FROM: U.S. SECURITIES AND EXCHANGE COMMISSION
The Securities and Exchange Commission today charged a New Jersey-based audit firm and one of its founding partners for their roles in the botched audits of a China-based company that failed to disclose related party transactions by its CEO and others.
An SEC investigation found that Patrizio & Zhao LLC (P&Z) and Xinggeng (John) Zhao, who is head of the firm’s China practice, failed to comply with U.S. auditing standards and exercise appropriate professional care and skepticism in conducting audits and interim reviews for Keyuan Petrochemicals, which was charged with accounting and disclosure violations by the SEC earlier this year.
P&Z and Zhao agreed to settle the SEC’s charges. They will be prohibited from practicing as an accountant on behalf of any publicly traded company or other entity regulated by the SEC, and P&Z is required to pay a $30,000 penalty.
“P&Z and Zhao failed to subject Keyuan’s related party transactions to appropriate scrutiny and contributed to the company’s false and misleading financial statements,” said Stephen L. Cohen, an Associate Director in the SEC’s Division of Enforcement. “Auditors play an important role as gatekeepers to the securities markets, and they must adhere to professional standards whenever they perform audit engagements.”
According to the SEC’s order instituting settled administrative proceedings, P&Z is registered with the Public Company Accounting Oversight Board (PCAOB). With Zhao acting as the engagement partner, the firm conducted audits and interim reviews during the time periods when Keyuan failed to disclose the material related party transactions. P&Z’s audit workpapers and other documents reflect many of the same types of related party transactions that Keyuan failed to disclose. Zhao, who determined that related party transactions were an audit risk area, reviewed audit documentation reflecting that Keyuan was engaged in such transactions. Nonetheless, Zhao approved the issuance of unqualified audit opinions as well as interim review reports on Keyuan’s financial statements that violated U.S. Generally Accepted Accounting Principles by failing to include the disclosure of material related party transactions.
The SEC’s order further identifies significant audit documentation violations by Zhao, including his failure to document key audit procedures, evidence his review and sign-off on audit workpapers, and ensure preparation of required audit documents.

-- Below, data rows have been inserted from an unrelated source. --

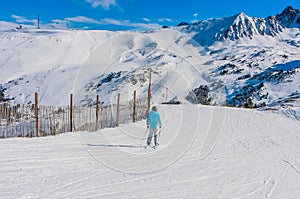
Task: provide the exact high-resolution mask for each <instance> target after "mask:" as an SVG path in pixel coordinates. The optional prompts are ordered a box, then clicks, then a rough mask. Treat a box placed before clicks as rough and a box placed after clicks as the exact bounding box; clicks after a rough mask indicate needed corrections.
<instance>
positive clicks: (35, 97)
mask: <svg viewBox="0 0 300 199" xmlns="http://www.w3.org/2000/svg"><path fill="white" fill-rule="evenodd" d="M34 110H35V111H34V112H35V136H36V137H39V94H38V93H35V105H34Z"/></svg>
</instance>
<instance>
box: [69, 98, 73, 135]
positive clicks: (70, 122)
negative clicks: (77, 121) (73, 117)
mask: <svg viewBox="0 0 300 199" xmlns="http://www.w3.org/2000/svg"><path fill="white" fill-rule="evenodd" d="M70 132H73V94H71V95H70Z"/></svg>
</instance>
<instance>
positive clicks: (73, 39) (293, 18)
mask: <svg viewBox="0 0 300 199" xmlns="http://www.w3.org/2000/svg"><path fill="white" fill-rule="evenodd" d="M298 17H299V10H296V9H294V8H291V7H287V8H286V9H285V10H284V11H283V12H282V13H281V14H279V15H276V16H271V17H268V18H266V19H261V18H256V17H249V16H247V15H246V14H244V13H240V14H238V15H235V16H232V17H226V18H223V19H213V20H206V21H200V22H198V23H195V24H193V25H185V26H180V27H171V28H164V29H157V30H152V31H147V32H144V33H142V32H128V31H127V32H125V31H119V32H113V31H100V30H99V31H97V30H95V31H86V30H26V31H24V30H23V31H22V30H18V31H8V32H7V31H6V32H0V51H1V52H2V56H1V57H0V70H1V73H0V100H11V101H12V102H13V103H29V104H30V103H32V102H33V100H34V99H33V97H34V92H39V93H40V103H41V104H46V105H48V104H51V105H66V104H68V102H69V99H68V97H69V94H70V93H74V94H75V102H76V104H81V105H89V104H93V103H94V101H95V96H96V95H100V96H101V101H102V102H103V103H113V101H114V100H115V98H116V95H117V93H121V95H122V97H121V98H122V99H123V100H126V101H127V100H130V99H132V97H133V96H132V95H133V91H134V90H137V93H138V98H142V97H146V96H147V84H148V80H149V69H151V70H152V71H153V89H152V96H153V101H154V102H155V103H161V102H165V101H169V100H171V99H173V98H176V99H179V100H180V101H181V102H183V103H188V102H197V103H199V102H200V103H205V104H212V105H213V104H214V105H229V106H239V107H242V106H245V107H261V106H276V107H278V106H299V104H300V102H299V90H300V88H299V85H300V73H299V72H300V69H299V60H300V59H299V54H300V39H299V35H300V29H299V28H297V23H298V22H297V21H298ZM166 87H168V90H167V91H166ZM193 92H194V93H193ZM199 95H200V96H199ZM187 96H189V97H188V101H187V100H186V97H187Z"/></svg>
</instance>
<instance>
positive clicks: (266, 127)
mask: <svg viewBox="0 0 300 199" xmlns="http://www.w3.org/2000/svg"><path fill="white" fill-rule="evenodd" d="M158 108H159V112H160V113H161V116H162V120H163V123H164V125H163V130H162V133H161V138H160V146H159V148H158V149H152V148H150V149H144V148H143V146H144V144H145V140H142V138H143V137H144V133H145V125H144V121H142V122H139V123H135V124H126V125H122V126H120V127H119V128H116V129H105V130H101V131H98V132H80V133H66V134H62V135H59V136H55V137H45V138H32V139H25V138H24V139H23V138H21V139H20V138H16V139H5V140H0V157H1V159H0V170H1V172H0V198H278V199H282V198H297V197H299V195H300V153H299V152H300V145H299V143H300V131H299V129H300V122H299V121H298V120H296V119H293V118H292V117H291V118H288V117H286V116H284V115H283V114H278V113H274V112H271V111H255V110H244V109H230V108H219V107H204V106H192V105H180V106H159V107H158Z"/></svg>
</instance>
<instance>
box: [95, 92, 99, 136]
mask: <svg viewBox="0 0 300 199" xmlns="http://www.w3.org/2000/svg"><path fill="white" fill-rule="evenodd" d="M98 129H99V95H97V99H96V131H97V130H98Z"/></svg>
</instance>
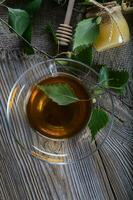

The SEC’s order finds that P&Z and Zhao engaged in improper professional conduct as defined in Section 4C of the Securities Exchange Act of 1934 and Rule 102(e) of the SEC’s Rules of Practice. The order further finds they violated Section 10A(a)(2) of the Exchange Act, and caused the reporting and disclosure violations by Keyuan. Without admitting or denying the SEC’s findings, P&Z and Zhao agreed to a cease-and-desist order in addition to the monetary penalty and prohibition from practicing before the Commission, with the right to apply for reinstatement after three years.
The SEC’s investigation was conducted by Fuad Rana, Avron Elbaum, Janet Yang, and Melissa A. Robertson.